Possibility of Preventive War
The possibility of preventive war between the U.S. and China is less likely due to the historical pattern of the U.S. response to rising powers. But that cannot dismiss the chance for military clashes for survival under realists’ view of anarchy of “self-help” international system. Establishing the correlation between democratic states and authoritarian regimes and their strategy to forgo preventive war, we must first consider analyzing their domestic structures and leadership, both the declining and potential challenger. This will allow predicting which strategy that will be employed to the declining power. Historically, a declining authoritarian regime has preferred preventive response to a rising power.
In contrast, democratic states preferred internal balancing to solve their impending decline and create defensive alliances (Levy, 2007). From the Constructivists perspective, U.S. and China case, legal and strategic rationale of preventive war would be breach of international norms that was set after World War II, an era (without war among great powers). These norms supports by Constructivists’ ideal views on an international system of social construction based on norms, ideas, and identity of the states (Fierke, 2007).

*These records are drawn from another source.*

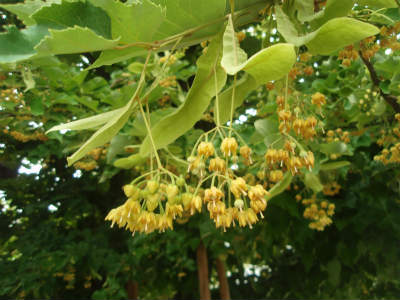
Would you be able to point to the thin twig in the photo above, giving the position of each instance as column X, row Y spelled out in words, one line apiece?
column 391, row 100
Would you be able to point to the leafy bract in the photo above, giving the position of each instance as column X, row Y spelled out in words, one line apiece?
column 331, row 36
column 268, row 64
column 130, row 161
column 182, row 16
column 87, row 123
column 198, row 98
column 338, row 33
column 233, row 56
column 105, row 133
column 287, row 29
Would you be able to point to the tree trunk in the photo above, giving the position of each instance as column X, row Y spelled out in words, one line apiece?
column 202, row 268
column 224, row 292
column 132, row 289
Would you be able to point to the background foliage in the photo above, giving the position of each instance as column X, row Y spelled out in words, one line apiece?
column 54, row 242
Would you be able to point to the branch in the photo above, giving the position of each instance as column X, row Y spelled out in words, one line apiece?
column 202, row 268
column 391, row 100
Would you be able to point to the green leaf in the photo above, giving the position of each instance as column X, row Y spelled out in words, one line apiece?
column 105, row 133
column 37, row 107
column 139, row 126
column 73, row 40
column 335, row 148
column 88, row 123
column 312, row 181
column 334, row 165
column 183, row 15
column 281, row 186
column 335, row 9
column 128, row 23
column 28, row 79
column 378, row 3
column 334, row 268
column 243, row 87
column 25, row 10
column 233, row 56
column 17, row 45
column 135, row 67
column 266, row 126
column 198, row 98
column 271, row 63
column 287, row 29
column 117, row 146
column 130, row 162
column 70, row 14
column 305, row 10
column 338, row 33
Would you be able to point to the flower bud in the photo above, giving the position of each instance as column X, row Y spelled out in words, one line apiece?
column 229, row 146
column 152, row 186
column 239, row 204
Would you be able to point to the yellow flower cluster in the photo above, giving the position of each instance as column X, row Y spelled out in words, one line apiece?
column 147, row 209
column 391, row 152
column 217, row 162
column 288, row 160
column 318, row 99
column 319, row 213
column 306, row 128
column 86, row 165
column 331, row 189
column 249, row 201
column 337, row 135
column 391, row 155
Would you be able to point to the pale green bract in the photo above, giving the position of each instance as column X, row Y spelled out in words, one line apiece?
column 197, row 100
column 233, row 56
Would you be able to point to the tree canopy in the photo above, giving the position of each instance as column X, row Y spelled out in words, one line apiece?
column 251, row 149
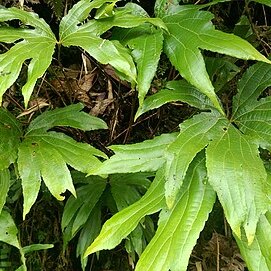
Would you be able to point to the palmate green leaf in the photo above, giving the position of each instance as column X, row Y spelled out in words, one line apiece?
column 126, row 189
column 179, row 228
column 45, row 154
column 8, row 230
column 146, row 44
column 258, row 255
column 125, row 221
column 195, row 134
column 253, row 116
column 36, row 45
column 192, row 30
column 86, row 35
column 147, row 156
column 176, row 91
column 238, row 176
column 11, row 132
column 4, row 186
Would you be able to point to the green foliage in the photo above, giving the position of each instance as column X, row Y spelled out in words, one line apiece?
column 8, row 234
column 73, row 30
column 234, row 170
column 212, row 154
column 116, row 193
column 43, row 154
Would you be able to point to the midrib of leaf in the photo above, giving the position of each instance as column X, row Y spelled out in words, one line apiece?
column 260, row 78
column 195, row 134
column 234, row 166
column 179, row 228
column 75, row 16
column 117, row 228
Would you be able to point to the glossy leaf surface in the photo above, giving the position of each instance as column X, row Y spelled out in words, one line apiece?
column 4, row 186
column 45, row 154
column 192, row 30
column 11, row 132
column 237, row 174
column 122, row 223
column 179, row 228
column 29, row 45
column 147, row 156
column 251, row 114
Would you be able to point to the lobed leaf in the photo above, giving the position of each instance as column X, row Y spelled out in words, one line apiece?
column 77, row 210
column 88, row 233
column 146, row 44
column 4, row 187
column 238, row 176
column 45, row 154
column 192, row 30
column 125, row 221
column 179, row 228
column 251, row 114
column 36, row 247
column 195, row 134
column 30, row 44
column 147, row 156
column 11, row 132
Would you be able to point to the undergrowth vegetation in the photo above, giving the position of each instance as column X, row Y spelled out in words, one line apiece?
column 144, row 129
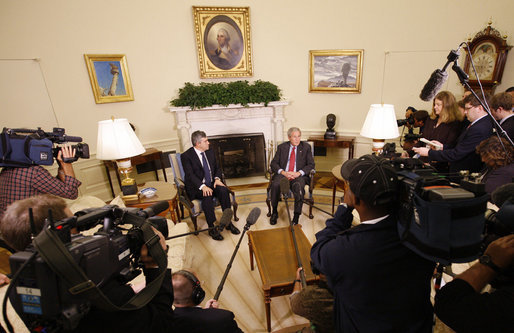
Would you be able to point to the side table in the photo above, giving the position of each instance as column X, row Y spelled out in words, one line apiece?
column 165, row 191
column 150, row 155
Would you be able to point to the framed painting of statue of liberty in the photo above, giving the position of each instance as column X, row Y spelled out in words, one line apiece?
column 335, row 71
column 109, row 77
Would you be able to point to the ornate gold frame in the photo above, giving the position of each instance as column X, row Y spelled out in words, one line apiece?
column 234, row 61
column 324, row 64
column 100, row 80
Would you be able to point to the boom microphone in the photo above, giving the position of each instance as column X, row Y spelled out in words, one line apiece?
column 253, row 216
column 284, row 187
column 438, row 77
column 225, row 219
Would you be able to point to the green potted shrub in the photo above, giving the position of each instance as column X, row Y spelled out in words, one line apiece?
column 225, row 93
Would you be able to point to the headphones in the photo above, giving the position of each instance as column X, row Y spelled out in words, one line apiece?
column 198, row 293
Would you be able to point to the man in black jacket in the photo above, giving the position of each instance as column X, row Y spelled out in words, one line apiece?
column 188, row 295
column 203, row 180
column 293, row 160
column 463, row 156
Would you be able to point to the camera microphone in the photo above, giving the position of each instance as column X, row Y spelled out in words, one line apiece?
column 284, row 187
column 253, row 216
column 154, row 209
column 225, row 219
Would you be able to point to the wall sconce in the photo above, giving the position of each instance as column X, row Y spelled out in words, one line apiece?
column 380, row 124
column 117, row 141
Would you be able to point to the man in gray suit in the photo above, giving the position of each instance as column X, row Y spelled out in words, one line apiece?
column 293, row 160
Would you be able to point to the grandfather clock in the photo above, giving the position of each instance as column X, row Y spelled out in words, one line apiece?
column 488, row 50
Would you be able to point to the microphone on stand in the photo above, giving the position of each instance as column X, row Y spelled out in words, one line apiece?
column 438, row 77
column 250, row 220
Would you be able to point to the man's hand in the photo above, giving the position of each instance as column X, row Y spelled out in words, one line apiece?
column 422, row 151
column 218, row 182
column 146, row 258
column 65, row 169
column 212, row 303
column 501, row 251
column 206, row 191
column 291, row 174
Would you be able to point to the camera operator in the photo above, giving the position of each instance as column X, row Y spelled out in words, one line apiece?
column 192, row 318
column 461, row 306
column 156, row 316
column 379, row 284
column 18, row 183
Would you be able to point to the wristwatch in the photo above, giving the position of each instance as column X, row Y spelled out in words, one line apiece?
column 486, row 260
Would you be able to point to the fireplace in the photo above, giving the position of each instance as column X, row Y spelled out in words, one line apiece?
column 240, row 155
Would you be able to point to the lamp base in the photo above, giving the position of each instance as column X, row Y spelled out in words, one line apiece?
column 378, row 146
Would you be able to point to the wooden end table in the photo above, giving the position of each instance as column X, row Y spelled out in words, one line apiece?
column 276, row 259
column 165, row 191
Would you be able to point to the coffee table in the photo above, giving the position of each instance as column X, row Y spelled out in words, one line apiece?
column 165, row 191
column 276, row 259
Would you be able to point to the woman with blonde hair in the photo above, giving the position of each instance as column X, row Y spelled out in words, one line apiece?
column 444, row 124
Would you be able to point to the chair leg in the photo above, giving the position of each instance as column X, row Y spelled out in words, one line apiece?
column 234, row 206
column 193, row 219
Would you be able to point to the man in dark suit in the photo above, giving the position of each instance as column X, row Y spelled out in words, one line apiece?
column 501, row 108
column 463, row 156
column 188, row 294
column 203, row 180
column 293, row 160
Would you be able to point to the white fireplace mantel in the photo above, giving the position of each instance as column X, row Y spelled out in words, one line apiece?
column 231, row 119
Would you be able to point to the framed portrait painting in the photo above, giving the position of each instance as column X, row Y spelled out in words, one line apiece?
column 223, row 41
column 109, row 77
column 335, row 71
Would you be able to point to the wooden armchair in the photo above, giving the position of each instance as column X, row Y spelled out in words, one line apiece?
column 194, row 207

The United States is a democratic country with checks and balances in its government system (separation of powers). It prevents its leaders from engaging in an unnecessary war based on fallacious perception. In 1949, Soviet Union ended the United States’ nuclear monopoly by obtaining and testing its own nuclear bomb. In the National Security Strategy of 1955, President Eisenhower declared that “the United States and its allies must reject the concept of preventive war.” President John F. Kennedy also rejected preventive war during the Cuban Missile Crisis on moral grounds. The United States let China go with nuclear weapons and tested its first nuclear bomb in 1964. In 1993, President Bill Clinton was advised for a preventive attack on North Korea, but he also rejected to make such a move on moral grounds (Fareed Zakaria, 2017). The United States learned a great lesson from the history of preventive war. This pattern changed when the Bush Administration invaded Iraq in 2003 without any evidence that deterrence will not be successful against Iraq, the same way it worked against the Soviet Union. The United States knew that if it attacks Iraq, there will be no resistance to threaten the U.S. national security because of Iraq’s military capacity and capability. The United States has not attempted a preventive strike on any global military power, like China and Russia in the past; therefore, it is less likely a preventive war on China due to China’s relative strength with the U.S., its capacity, and capabilities. Any preventive strike against China will create a magnitude of retaliation or the risk of conflict that can create unintended and undesired consequences, including mass civilian casualties and the global economy.